I was most interested in the deep interconnections between Salazar’s dictatorship and the Portuguese colonial war. The Estado Novo was ideologically committed to maintaining its colonial dominance over Asian and African territories in a way that made it uniquely devoted to suppressing independence movements such as Amílcar Cabral’s African Party for the Independence of Guinea and Cape Verde. In fact, the PIDE secret police were both the primary mechanism of internal repression and of counterinsurgency in the colonies. Thus, resistance in Portuguese civil society to the regime (including from labor, students, and communists) was complemented by the armed independence movements. The Estado Novo was ultimately undone because Africans under Portuguese rule successfully fought back against the empire and Portuguese society grew to oppose these colonial wars. As students fled conscription, lower-ranking military officers instigated a military coup now known as the “Carnation Revolution.” Unlike other overthrows of dictatorships, there were no civil society mass demonstrations preceding this coup; instead, spontaneous, broad civilian involvement afterwards helped to secure the transition to democracy. (It also ended the Portuguese Empire, liberating Angola, Mozambique, and Guinea-Bissau.)

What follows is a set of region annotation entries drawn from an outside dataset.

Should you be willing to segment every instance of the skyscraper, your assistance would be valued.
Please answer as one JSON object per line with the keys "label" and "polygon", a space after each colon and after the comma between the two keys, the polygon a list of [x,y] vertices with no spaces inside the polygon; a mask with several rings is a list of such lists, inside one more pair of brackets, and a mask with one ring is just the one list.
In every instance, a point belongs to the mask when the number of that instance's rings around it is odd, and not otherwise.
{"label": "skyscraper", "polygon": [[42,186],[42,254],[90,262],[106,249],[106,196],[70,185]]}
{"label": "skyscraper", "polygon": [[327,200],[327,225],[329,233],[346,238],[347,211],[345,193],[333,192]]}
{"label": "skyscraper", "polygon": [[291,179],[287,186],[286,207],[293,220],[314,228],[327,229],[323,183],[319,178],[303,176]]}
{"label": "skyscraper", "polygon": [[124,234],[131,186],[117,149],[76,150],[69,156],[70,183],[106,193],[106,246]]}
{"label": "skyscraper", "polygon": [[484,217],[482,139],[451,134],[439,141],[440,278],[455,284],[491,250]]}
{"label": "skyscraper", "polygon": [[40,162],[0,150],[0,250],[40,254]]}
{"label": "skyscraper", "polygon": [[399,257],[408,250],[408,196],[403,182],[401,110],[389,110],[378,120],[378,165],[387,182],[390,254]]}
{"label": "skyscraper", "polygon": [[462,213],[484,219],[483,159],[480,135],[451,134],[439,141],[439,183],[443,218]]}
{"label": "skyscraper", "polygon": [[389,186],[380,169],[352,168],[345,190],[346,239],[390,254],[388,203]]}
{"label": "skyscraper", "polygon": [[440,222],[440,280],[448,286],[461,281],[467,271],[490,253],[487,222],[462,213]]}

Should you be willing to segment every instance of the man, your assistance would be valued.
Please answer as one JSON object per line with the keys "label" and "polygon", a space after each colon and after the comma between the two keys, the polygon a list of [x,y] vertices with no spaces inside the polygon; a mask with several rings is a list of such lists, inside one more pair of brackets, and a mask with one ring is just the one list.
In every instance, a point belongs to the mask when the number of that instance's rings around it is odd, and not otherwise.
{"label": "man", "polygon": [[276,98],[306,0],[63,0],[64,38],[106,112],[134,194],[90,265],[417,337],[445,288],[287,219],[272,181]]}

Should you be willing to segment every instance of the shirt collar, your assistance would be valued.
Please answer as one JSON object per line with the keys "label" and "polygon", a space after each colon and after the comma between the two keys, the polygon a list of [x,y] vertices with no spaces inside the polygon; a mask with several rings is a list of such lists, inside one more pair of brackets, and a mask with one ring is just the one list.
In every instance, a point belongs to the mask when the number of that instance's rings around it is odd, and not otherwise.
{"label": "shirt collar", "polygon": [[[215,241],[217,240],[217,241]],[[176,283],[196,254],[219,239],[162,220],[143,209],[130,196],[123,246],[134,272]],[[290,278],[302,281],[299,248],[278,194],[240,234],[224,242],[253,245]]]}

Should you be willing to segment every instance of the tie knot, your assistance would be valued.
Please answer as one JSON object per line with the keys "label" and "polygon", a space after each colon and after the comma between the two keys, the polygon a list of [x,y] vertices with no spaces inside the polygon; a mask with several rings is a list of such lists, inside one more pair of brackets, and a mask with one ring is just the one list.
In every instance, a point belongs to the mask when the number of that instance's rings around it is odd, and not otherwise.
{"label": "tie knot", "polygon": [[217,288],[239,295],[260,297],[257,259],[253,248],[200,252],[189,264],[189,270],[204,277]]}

The Aljube Museum includes substantial exhibits weaving this history together, along with the history of this prison (where political prisoners were tortured and kept in solitary confinement “drawers” barely big enough for a man to lay down). If you want to learn more, their web site has a section that recalls events #inthisday in history. But it’s also a museum with an explicit agenda: To remember history in the service of building a strong democratic polis.
On one stark red wall towards the end of the permanent exhibit, this large slogan is emblazoned: Sem memória não há futuro. “Without memory, there is no future.” Smaller text below reads: “Preserving the Memory of History is an act of Citizenship, breaking the silence in which everyone was submerged and rescuing them in order to educate the younger generations.”

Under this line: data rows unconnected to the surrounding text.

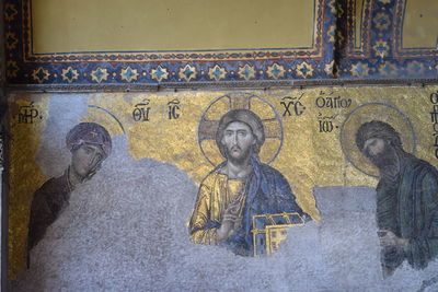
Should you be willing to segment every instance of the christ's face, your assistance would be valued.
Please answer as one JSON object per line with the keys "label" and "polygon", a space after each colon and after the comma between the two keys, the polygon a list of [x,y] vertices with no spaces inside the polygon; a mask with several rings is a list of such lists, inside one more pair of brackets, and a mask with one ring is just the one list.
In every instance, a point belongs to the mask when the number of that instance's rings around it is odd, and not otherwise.
{"label": "christ's face", "polygon": [[101,145],[83,143],[71,153],[71,167],[82,178],[92,176],[102,165],[105,153]]}
{"label": "christ's face", "polygon": [[252,154],[256,139],[246,124],[233,121],[224,129],[221,142],[226,148],[227,159],[243,162]]}

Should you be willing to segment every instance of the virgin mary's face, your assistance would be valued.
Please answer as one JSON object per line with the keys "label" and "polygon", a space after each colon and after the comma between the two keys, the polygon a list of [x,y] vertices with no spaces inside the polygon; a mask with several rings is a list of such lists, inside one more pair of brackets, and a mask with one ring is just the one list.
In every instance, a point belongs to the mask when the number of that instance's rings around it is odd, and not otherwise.
{"label": "virgin mary's face", "polygon": [[72,151],[71,167],[80,177],[85,178],[101,168],[105,153],[101,145],[83,143]]}

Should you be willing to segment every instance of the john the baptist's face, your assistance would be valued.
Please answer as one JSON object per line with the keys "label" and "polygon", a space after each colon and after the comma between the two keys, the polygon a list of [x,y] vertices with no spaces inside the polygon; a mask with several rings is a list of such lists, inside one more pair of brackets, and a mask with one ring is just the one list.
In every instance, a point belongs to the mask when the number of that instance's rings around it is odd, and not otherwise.
{"label": "john the baptist's face", "polygon": [[224,129],[221,142],[226,148],[227,157],[239,162],[251,155],[256,139],[246,124],[233,121]]}
{"label": "john the baptist's face", "polygon": [[105,153],[99,144],[82,143],[71,151],[71,167],[80,177],[92,176],[105,160]]}
{"label": "john the baptist's face", "polygon": [[381,138],[370,138],[365,141],[362,153],[381,170],[396,162],[395,149]]}

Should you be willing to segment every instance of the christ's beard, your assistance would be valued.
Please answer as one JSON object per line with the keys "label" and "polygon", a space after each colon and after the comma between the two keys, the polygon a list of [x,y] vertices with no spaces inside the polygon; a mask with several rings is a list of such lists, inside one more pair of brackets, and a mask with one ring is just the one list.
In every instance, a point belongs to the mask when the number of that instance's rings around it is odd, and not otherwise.
{"label": "christ's beard", "polygon": [[232,163],[232,164],[237,164],[237,165],[243,165],[246,163],[247,159],[250,157],[250,155],[252,154],[252,148],[247,148],[245,152],[243,152],[239,157],[234,157],[230,154],[230,152],[233,151],[233,149],[238,149],[240,151],[242,151],[242,149],[238,145],[233,145],[231,149],[227,148],[227,159]]}

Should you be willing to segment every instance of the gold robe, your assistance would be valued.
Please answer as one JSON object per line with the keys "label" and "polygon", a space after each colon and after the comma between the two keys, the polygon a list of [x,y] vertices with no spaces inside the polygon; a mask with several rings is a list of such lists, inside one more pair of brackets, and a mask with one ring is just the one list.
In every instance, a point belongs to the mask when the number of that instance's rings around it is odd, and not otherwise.
{"label": "gold robe", "polygon": [[[243,191],[244,186],[245,180],[229,179],[220,170],[203,180],[188,225],[192,242],[211,245],[218,243],[217,231],[227,206]],[[244,199],[241,203],[244,203]]]}

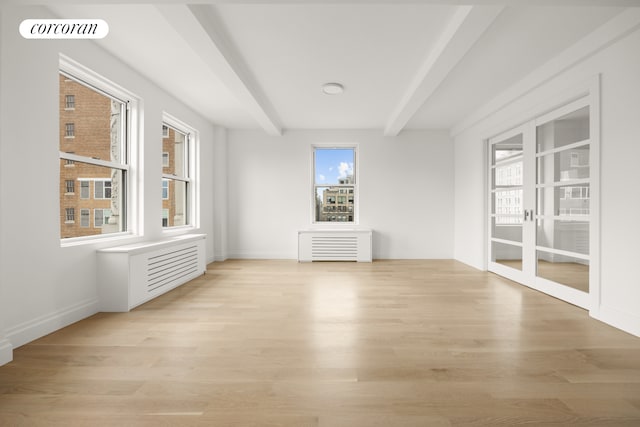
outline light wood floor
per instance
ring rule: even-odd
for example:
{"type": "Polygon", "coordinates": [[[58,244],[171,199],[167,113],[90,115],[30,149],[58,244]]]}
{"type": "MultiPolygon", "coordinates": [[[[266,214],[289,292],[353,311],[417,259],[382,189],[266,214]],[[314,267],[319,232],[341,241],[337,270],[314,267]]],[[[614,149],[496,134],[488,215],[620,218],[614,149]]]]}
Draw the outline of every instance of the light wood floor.
{"type": "MultiPolygon", "coordinates": [[[[499,264],[522,271],[522,260],[497,260],[499,264]]],[[[538,260],[537,275],[552,282],[589,292],[589,266],[575,262],[538,260]]]]}
{"type": "Polygon", "coordinates": [[[454,261],[227,261],[15,350],[0,425],[640,425],[640,338],[454,261]]]}

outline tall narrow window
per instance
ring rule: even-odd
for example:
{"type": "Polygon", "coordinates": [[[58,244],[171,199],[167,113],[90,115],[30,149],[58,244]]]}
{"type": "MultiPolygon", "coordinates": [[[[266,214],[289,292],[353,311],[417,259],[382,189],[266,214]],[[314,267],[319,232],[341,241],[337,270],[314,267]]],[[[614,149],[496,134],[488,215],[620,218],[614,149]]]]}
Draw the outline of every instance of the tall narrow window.
{"type": "Polygon", "coordinates": [[[355,223],[356,148],[314,147],[313,168],[314,222],[355,223]]]}
{"type": "Polygon", "coordinates": [[[60,180],[67,190],[72,185],[75,190],[74,183],[80,182],[79,194],[60,197],[62,239],[127,229],[127,102],[118,90],[114,89],[117,95],[112,94],[109,86],[92,86],[87,81],[92,80],[86,74],[76,77],[65,70],[59,75],[60,180]],[[75,221],[76,210],[79,222],[75,221]],[[89,226],[91,210],[96,213],[94,227],[89,226]]]}
{"type": "Polygon", "coordinates": [[[67,110],[73,110],[76,108],[76,96],[75,95],[65,95],[65,105],[64,108],[67,110]]]}
{"type": "Polygon", "coordinates": [[[162,227],[191,224],[191,134],[172,123],[162,125],[162,227]]]}
{"type": "Polygon", "coordinates": [[[76,136],[76,125],[75,123],[65,123],[64,124],[65,138],[73,138],[76,136]]]}
{"type": "Polygon", "coordinates": [[[72,179],[67,179],[65,181],[65,193],[67,194],[73,194],[75,192],[76,189],[76,182],[72,179]]]}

It’s worth a trip, if you are in Lisbon — to learn more about this history and to think about how societies remember this kind of history. This is a cynical and beleaguered age; talk of “citizenship” in the American context is usually done in an effort to exclude immigrants, rather than to invoke the sense of a democratic subject consciously shaping the country’s future. We need these civic aspirations that grow from knowledge of the bloody and bruising authoritarian alternative. I expect that the National Memorial for Peace and Justice has a similar resonance, in the American context; I’d like to go someday.
Send us some well-wishes or prayers if you can — we’ll know in the next couple days if I’ve infected anyone else. Otherwise, I think the next update will be from Finland, where the political rhetoric is looking distressingly familiar…
Shay,
Do you take Vit D? I highly recommend daily vit D-3, and Zinc lozenges. Most people who got COVID were very low in vit D-3. Wishing you a speedy recovery.